Я решил не связываться, но для того, чтобы показать свое неприятие, придав голосу жесткость, тут же поправил Крутова:
— Не на гимнастике, а на атлетике, легкой, — и посмотрел ему прямо в глаза. Он слегка отодвинулся и, выглянув из-за спины Преснова, тут же неожиданно со мной согласился:
— Ну, пусть на атлетике.
— Легкой! — сказал я.
— Да-да, легкой, — добавил он.
— Да какая разница. О чем спор. Гимнастика или атлетика, — тут же выдал Преснов, придя Крутову на помощь. — Не в этом дело. Друзья так не поступают. Запомни, Андрей, не поступают.
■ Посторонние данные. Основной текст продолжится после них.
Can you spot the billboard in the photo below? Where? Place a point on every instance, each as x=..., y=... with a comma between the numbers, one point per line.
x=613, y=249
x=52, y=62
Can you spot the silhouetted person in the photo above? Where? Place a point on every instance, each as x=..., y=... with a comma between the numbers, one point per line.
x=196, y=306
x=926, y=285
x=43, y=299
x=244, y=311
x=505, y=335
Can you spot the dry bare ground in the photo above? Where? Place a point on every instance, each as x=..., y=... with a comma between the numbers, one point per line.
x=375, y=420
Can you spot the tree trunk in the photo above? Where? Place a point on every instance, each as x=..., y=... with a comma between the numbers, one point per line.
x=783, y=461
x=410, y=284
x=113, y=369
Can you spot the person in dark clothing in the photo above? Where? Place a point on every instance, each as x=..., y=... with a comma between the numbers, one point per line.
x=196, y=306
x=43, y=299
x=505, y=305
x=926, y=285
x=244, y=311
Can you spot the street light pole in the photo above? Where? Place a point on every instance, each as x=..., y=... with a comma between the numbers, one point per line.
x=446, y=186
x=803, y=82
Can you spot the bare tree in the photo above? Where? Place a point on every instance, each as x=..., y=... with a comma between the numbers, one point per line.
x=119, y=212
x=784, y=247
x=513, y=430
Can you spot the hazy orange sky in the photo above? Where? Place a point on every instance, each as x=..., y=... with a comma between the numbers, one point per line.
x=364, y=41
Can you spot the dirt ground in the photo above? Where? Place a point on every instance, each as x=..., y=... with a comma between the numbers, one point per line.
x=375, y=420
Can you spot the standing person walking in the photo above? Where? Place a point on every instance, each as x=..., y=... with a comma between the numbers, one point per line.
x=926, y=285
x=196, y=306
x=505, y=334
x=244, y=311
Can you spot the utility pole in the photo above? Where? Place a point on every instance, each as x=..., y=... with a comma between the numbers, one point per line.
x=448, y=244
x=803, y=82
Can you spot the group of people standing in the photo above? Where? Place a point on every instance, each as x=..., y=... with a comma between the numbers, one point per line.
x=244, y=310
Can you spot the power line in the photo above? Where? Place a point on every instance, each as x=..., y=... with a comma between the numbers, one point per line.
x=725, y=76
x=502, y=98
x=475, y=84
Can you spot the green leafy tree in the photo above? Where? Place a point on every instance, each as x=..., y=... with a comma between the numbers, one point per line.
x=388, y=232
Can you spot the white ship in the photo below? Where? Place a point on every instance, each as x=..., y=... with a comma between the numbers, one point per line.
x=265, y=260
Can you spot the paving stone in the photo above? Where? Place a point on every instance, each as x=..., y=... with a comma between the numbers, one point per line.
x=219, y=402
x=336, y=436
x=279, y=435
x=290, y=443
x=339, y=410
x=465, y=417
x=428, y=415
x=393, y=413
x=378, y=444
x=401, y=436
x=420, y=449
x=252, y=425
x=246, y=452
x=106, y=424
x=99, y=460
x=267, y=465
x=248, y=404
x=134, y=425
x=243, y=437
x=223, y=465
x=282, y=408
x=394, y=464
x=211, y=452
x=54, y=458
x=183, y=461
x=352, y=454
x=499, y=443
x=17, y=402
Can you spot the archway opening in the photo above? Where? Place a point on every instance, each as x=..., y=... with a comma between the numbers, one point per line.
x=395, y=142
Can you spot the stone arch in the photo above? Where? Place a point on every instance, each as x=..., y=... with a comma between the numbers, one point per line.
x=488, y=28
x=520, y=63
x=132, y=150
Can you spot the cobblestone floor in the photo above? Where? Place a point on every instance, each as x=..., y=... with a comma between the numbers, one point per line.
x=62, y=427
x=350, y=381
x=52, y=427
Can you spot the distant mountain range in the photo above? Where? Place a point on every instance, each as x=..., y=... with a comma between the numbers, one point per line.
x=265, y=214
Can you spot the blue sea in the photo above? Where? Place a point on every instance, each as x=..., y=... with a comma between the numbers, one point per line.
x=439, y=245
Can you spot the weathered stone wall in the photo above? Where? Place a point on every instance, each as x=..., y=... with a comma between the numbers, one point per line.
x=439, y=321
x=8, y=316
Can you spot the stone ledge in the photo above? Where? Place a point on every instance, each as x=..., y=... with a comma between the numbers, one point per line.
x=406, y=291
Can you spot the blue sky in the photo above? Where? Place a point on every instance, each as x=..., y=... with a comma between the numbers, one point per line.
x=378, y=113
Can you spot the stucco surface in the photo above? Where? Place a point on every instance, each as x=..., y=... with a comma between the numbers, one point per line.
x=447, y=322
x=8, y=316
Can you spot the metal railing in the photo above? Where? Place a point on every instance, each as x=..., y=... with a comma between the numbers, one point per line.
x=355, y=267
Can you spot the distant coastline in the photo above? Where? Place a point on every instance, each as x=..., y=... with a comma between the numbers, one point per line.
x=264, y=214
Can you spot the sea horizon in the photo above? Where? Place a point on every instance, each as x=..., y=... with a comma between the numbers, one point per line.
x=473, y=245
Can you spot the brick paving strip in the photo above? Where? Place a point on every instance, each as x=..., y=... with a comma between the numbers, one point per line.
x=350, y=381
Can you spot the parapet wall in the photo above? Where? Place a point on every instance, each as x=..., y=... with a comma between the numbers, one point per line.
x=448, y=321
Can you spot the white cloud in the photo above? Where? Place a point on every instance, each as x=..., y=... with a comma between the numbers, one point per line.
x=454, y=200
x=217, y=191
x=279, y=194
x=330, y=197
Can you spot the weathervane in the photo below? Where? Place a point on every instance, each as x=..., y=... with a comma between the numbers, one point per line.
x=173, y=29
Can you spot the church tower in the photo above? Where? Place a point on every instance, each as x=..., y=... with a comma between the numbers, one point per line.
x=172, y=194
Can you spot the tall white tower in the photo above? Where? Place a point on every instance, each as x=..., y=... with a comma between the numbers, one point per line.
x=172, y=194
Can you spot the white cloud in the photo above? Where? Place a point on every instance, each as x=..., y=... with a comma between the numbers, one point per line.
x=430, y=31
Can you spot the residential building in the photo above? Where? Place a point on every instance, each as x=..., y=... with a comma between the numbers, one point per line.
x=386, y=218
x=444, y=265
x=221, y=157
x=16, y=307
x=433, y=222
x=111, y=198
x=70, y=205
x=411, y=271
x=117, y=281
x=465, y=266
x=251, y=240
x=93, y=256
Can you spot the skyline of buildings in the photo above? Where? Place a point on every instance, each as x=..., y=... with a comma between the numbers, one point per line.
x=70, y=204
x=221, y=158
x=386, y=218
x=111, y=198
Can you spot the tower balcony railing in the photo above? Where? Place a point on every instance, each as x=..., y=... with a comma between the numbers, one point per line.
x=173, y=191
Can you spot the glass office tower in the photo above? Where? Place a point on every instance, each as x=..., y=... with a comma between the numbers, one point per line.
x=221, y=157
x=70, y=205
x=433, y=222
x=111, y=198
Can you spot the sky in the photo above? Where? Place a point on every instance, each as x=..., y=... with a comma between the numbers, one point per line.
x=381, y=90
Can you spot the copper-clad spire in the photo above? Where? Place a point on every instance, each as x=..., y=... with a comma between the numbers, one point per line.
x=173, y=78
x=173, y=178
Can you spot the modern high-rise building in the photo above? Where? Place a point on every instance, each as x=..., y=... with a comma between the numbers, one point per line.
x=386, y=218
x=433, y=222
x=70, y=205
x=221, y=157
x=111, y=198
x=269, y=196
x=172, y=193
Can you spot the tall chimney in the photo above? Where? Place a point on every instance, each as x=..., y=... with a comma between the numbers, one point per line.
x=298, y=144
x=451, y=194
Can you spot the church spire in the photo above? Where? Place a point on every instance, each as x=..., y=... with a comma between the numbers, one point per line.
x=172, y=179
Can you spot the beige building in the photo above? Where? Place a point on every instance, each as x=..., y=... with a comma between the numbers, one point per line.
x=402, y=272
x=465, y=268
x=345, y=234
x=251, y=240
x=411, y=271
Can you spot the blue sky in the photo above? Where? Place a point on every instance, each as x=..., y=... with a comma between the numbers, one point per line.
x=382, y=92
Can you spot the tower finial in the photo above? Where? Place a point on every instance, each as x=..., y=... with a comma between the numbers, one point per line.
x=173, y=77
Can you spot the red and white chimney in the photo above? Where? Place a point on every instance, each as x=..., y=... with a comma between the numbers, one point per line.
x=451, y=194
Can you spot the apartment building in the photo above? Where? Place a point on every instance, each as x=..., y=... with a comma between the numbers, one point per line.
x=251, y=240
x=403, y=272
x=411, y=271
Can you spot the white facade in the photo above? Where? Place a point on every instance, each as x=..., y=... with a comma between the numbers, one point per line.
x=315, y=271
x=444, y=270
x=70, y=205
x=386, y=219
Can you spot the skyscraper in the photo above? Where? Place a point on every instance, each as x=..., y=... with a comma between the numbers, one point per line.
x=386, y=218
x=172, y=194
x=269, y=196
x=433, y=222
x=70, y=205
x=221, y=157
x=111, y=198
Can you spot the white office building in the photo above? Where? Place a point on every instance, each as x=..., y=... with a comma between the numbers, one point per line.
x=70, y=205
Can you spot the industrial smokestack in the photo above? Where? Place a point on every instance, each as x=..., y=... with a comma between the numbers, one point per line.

Я с ребятами согласился. Мне было перед ними неудобно, чувствовал вину, если бы нет — с чего бы вдруг поддался на уговоры Виктора пойти на танцы, танцевать я ведь толком не умел. Мне до сих пор не понятно, как это произошло.
День был как день. Ничего такого особенного. Я, вернувшись из техникума, пообедал, затем немного позанимался — полистал лекции. После отправился в спортзал. Там, меня уже ожидал Олег Анатольевич Физурнов. Под его присмотром я как следует, четко, от и до, отработал положенных два часа.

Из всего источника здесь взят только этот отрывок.